Suddenly I began blurting out questions, the words spewing rapidly from my mouth.  I needed answers and I needed them now.  My breast surgeon continued to pat my hands and quiet me,  like one soothes a colicky baby, trying to get sleep. "Sweetie, let's just wait for all of the tests to come back" my breast surgeon replied, but I pushed on  in protest.   My breast surgeon continued to proceed with the exam and then handed me a thin stack of papers, which turned out to be a copy of my pathology report.

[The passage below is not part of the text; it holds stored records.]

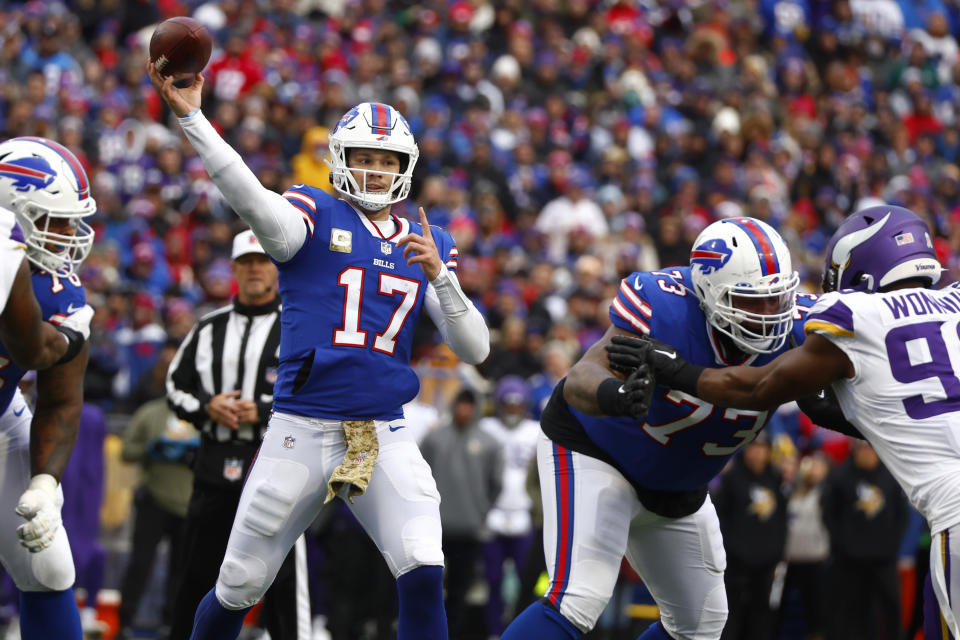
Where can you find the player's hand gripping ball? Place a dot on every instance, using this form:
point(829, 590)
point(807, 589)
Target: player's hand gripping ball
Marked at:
point(180, 47)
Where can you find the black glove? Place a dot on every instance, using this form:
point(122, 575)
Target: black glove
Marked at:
point(626, 353)
point(75, 342)
point(824, 410)
point(630, 397)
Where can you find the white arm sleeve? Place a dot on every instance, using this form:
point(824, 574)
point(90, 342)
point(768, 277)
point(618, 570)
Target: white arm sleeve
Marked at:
point(278, 225)
point(460, 323)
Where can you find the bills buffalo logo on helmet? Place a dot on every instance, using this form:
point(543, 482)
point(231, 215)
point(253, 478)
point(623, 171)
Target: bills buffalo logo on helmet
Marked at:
point(348, 117)
point(711, 255)
point(28, 173)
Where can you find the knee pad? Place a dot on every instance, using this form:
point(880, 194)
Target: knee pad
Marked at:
point(706, 623)
point(421, 541)
point(273, 497)
point(242, 581)
point(582, 610)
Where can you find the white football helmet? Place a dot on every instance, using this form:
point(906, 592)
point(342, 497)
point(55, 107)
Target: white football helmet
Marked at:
point(372, 125)
point(40, 181)
point(743, 262)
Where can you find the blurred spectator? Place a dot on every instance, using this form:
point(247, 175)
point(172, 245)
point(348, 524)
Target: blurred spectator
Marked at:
point(83, 488)
point(467, 464)
point(808, 546)
point(866, 513)
point(138, 344)
point(753, 519)
point(163, 446)
point(309, 166)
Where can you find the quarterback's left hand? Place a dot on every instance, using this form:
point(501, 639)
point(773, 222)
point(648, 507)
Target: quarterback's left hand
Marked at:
point(38, 505)
point(422, 249)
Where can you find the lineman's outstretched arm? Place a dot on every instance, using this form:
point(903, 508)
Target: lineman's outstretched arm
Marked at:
point(32, 343)
point(56, 420)
point(53, 433)
point(594, 388)
point(278, 225)
point(794, 374)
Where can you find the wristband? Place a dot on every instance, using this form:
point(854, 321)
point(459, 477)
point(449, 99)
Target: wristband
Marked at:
point(609, 397)
point(75, 342)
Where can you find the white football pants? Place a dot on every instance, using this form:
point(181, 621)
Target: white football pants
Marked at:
point(592, 518)
point(287, 484)
point(48, 570)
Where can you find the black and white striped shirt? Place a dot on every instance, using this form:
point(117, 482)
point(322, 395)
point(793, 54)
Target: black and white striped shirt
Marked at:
point(234, 347)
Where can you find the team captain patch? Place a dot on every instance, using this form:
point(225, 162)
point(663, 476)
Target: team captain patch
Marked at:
point(341, 240)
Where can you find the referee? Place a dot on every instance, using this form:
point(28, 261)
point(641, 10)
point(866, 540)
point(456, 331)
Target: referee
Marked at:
point(221, 380)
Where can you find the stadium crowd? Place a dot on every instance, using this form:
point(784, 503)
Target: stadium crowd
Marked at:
point(563, 143)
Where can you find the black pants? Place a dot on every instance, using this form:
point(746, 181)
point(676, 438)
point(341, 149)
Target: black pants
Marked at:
point(460, 558)
point(206, 533)
point(866, 600)
point(809, 581)
point(748, 596)
point(151, 524)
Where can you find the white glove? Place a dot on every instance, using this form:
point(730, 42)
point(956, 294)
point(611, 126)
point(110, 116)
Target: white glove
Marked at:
point(39, 505)
point(79, 321)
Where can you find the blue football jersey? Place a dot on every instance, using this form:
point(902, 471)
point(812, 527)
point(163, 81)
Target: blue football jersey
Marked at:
point(58, 298)
point(350, 307)
point(683, 441)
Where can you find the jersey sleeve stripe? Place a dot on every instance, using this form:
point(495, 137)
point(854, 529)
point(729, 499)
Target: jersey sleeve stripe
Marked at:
point(303, 208)
point(837, 314)
point(635, 300)
point(631, 318)
point(294, 196)
point(822, 326)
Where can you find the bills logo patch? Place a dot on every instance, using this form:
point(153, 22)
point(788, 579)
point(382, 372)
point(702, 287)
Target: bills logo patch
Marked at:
point(233, 469)
point(28, 174)
point(711, 255)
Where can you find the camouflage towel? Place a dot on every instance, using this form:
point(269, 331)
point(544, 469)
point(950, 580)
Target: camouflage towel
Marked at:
point(352, 476)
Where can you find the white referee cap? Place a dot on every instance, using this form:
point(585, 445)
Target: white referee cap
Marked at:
point(245, 242)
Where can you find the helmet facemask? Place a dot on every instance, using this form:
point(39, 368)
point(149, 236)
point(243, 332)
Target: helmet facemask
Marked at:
point(372, 126)
point(50, 208)
point(344, 180)
point(755, 331)
point(741, 271)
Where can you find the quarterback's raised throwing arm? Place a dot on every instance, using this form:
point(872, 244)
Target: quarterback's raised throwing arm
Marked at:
point(283, 223)
point(354, 279)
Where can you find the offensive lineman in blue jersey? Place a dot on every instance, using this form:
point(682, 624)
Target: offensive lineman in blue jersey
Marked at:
point(353, 281)
point(618, 479)
point(47, 190)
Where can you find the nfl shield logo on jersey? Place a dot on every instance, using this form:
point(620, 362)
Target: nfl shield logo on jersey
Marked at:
point(233, 469)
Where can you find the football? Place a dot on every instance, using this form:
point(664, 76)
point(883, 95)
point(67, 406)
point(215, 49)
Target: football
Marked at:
point(180, 46)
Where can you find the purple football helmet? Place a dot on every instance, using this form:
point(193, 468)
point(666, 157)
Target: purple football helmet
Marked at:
point(878, 246)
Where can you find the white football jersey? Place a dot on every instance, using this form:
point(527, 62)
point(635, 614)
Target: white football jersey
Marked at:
point(12, 254)
point(905, 394)
point(510, 514)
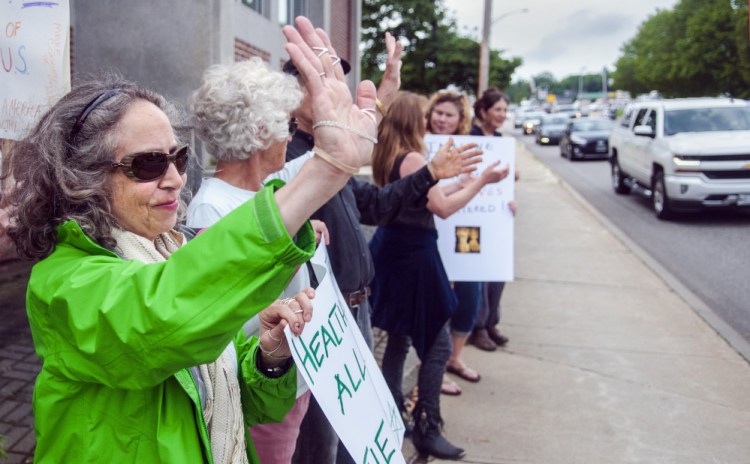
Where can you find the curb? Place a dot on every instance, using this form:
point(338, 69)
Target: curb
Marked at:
point(724, 330)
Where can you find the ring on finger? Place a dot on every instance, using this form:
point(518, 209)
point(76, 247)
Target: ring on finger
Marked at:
point(321, 50)
point(370, 112)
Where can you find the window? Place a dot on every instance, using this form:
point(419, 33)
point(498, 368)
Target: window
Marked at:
point(256, 5)
point(290, 9)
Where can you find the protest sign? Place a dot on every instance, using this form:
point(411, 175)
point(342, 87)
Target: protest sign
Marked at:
point(344, 377)
point(476, 242)
point(34, 62)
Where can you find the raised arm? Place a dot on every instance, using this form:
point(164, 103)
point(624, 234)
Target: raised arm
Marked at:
point(380, 205)
point(443, 205)
point(342, 130)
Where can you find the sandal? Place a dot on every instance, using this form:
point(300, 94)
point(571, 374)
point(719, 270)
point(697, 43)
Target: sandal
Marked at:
point(449, 387)
point(464, 372)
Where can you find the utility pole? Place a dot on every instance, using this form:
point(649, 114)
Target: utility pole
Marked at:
point(484, 49)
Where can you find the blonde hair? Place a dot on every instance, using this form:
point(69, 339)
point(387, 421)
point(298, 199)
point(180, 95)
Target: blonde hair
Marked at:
point(462, 105)
point(401, 131)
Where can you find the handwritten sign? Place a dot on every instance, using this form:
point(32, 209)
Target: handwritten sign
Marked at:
point(344, 377)
point(476, 242)
point(34, 62)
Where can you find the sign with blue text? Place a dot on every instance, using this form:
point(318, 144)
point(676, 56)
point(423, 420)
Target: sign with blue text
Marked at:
point(34, 62)
point(338, 366)
point(476, 242)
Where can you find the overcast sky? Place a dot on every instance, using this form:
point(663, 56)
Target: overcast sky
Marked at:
point(559, 36)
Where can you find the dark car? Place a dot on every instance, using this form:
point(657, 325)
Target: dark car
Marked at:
point(551, 128)
point(586, 138)
point(530, 120)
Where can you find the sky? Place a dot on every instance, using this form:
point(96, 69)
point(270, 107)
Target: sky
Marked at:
point(564, 37)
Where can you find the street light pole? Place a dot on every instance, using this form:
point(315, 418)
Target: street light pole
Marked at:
point(484, 47)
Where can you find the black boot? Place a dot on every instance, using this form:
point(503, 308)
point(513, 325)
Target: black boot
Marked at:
point(407, 418)
point(428, 438)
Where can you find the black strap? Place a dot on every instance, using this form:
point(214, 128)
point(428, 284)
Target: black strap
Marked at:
point(313, 278)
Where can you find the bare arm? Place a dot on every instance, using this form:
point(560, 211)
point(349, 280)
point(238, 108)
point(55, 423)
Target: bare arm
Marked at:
point(319, 180)
point(443, 205)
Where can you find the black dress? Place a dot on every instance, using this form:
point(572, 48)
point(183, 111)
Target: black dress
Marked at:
point(411, 294)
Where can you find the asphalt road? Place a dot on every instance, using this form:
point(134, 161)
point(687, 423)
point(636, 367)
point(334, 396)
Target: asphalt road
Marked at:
point(709, 253)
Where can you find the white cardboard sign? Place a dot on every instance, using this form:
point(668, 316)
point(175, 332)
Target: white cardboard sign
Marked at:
point(344, 377)
point(34, 62)
point(476, 242)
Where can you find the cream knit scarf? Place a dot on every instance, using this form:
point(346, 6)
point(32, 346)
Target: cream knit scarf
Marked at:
point(222, 410)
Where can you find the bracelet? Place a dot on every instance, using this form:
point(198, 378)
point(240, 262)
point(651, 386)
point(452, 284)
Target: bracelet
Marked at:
point(270, 353)
point(273, 372)
point(334, 162)
point(379, 105)
point(326, 123)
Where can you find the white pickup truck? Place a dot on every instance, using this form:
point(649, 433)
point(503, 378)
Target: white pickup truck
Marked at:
point(685, 154)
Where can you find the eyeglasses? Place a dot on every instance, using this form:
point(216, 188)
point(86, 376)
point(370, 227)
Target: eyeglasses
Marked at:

The pathology report showed  that I was ER (estrogen) Negative and PR (progesterone) Negative.   A HER2 (specialized protein) test was being being run again.  I still had no idea what any of this meant and the fog lingered heavily.  My brain tried to tackle my new world, handling the bombshell news I'd just been given. "There were subsets in breast cancer?" - I thought, my brain straining mightily to comprehend, but I couldn't quite grasp the concept.  My breast surgeon could tell that I was zoning out and reeled me back in, like a graceful fly fisherman on a sunny day.  The conversation switched gears and my breast surgeon went on to explain some choices in treatment  (using the pathology report as a guide.  This personalized medical report indicated my cancer tumor was very small) and possible treatment options included a a lumpectomy, radiation, mastectomy and the recommendations for a medical oncologist.  My surgeon went on to explain that the preliminary game plan looked like a lumpectomy with radiation to follow.    I do remember my breast surgeon, at the very end of the meeting, providing one last bit of cautionary information.  "If you choose to have a mastectomy and we go in and find something else, a mastectomy will not prevent you from having to do chemo."  I watched as my breast surgeons looked firmly into my eyes as the words "chemo" were delivered, floating in air.   What was it that my breast surgeon was trying to prepare me for?  Why did my breast surgeon's demeanor seem so subdued, as if she was saddened for me? 

Weeks later, I would get that answer.